When writing our compiler, Chandler and I had to go through several phases of development. Each of these phases were adding one or two methods to our node objects in our abstract syntax tree. When we need to add typechecking, we had to write a method for each node type that would know how to typecheck itself.

Unfortunately, this meant that we were constantly modifying the node classes. This breaks the open/closed principle and just feels bad. We didn't want to keep changing the class to extend it.

Additionally, by adding these to the existing classes, we were muddying the code. The purpose of the class would seem lost in the sea of additional code we would add.
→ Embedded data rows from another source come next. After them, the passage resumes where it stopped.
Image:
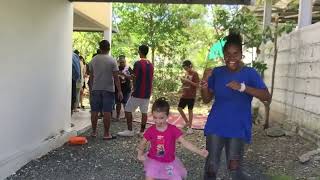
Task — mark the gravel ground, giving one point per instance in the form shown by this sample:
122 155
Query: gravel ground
116 159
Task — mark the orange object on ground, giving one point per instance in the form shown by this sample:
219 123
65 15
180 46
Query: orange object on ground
77 140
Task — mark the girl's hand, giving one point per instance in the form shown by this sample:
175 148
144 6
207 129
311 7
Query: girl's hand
234 85
204 153
141 158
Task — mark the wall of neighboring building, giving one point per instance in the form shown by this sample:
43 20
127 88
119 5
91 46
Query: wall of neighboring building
35 71
296 98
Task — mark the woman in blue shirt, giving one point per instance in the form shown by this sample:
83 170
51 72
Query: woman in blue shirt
229 122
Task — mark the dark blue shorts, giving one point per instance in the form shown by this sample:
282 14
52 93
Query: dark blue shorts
102 101
124 100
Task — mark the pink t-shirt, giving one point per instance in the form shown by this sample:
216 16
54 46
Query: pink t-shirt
163 144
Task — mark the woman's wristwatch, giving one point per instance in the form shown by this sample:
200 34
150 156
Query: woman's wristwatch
243 87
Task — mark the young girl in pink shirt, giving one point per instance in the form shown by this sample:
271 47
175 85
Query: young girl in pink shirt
160 161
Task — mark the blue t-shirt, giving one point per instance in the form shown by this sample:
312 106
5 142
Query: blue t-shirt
230 115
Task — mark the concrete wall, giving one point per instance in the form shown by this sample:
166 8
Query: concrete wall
296 98
35 71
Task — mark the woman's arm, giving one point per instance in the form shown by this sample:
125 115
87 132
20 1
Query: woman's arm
192 148
190 82
206 93
262 94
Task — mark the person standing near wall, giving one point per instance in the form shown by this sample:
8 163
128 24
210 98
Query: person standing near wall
142 78
104 71
229 122
125 81
75 78
83 80
190 83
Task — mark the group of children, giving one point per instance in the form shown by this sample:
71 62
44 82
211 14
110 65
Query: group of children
160 162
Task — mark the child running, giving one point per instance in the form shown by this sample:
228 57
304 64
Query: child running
160 162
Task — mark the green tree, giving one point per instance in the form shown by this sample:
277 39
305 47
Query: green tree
86 43
161 26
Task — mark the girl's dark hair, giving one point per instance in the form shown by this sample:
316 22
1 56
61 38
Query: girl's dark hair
161 105
233 39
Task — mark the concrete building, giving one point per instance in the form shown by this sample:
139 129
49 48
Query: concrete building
296 98
35 71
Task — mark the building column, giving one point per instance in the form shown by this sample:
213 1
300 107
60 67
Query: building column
267 15
108 31
305 13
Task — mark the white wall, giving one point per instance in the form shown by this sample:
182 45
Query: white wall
296 97
35 71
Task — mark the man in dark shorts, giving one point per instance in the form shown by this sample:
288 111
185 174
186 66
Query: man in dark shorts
125 81
104 71
190 82
140 97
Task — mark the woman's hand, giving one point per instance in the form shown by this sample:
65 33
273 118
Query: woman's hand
204 153
141 158
234 85
185 80
206 74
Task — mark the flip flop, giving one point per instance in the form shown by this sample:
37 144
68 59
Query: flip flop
109 138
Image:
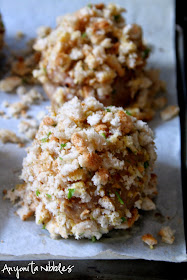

The code we added would also lose information density. Having related code in close proximity allows for greater understanding of what is going on inside of the code.

What we really wanted were Ruby-esque mix ins. And, despite not having any capability provide explicitly by the language (like it is in Ruby), the flexibility of javascript allowed for us to provide this functionality.

The class with the mix in "mixed":

var MyMixIn = require("mixin");  
  
var MyClass = function() {
  for(var key in MyMixIn) {
    this[key] = MyMixIn[key];
  }
};

MyClass.prototype.doSomething = function() {
  
};

The mix in:

exports.doSomethingElse = function() {
  
};

And, using it:

var obj = new MyClass();
  
obj.doSomething();
obj.doSomethingElse();

Good stuff. Now we can package our related code, reuse common methods through mixins and other crazy cool stuff that involves mixins.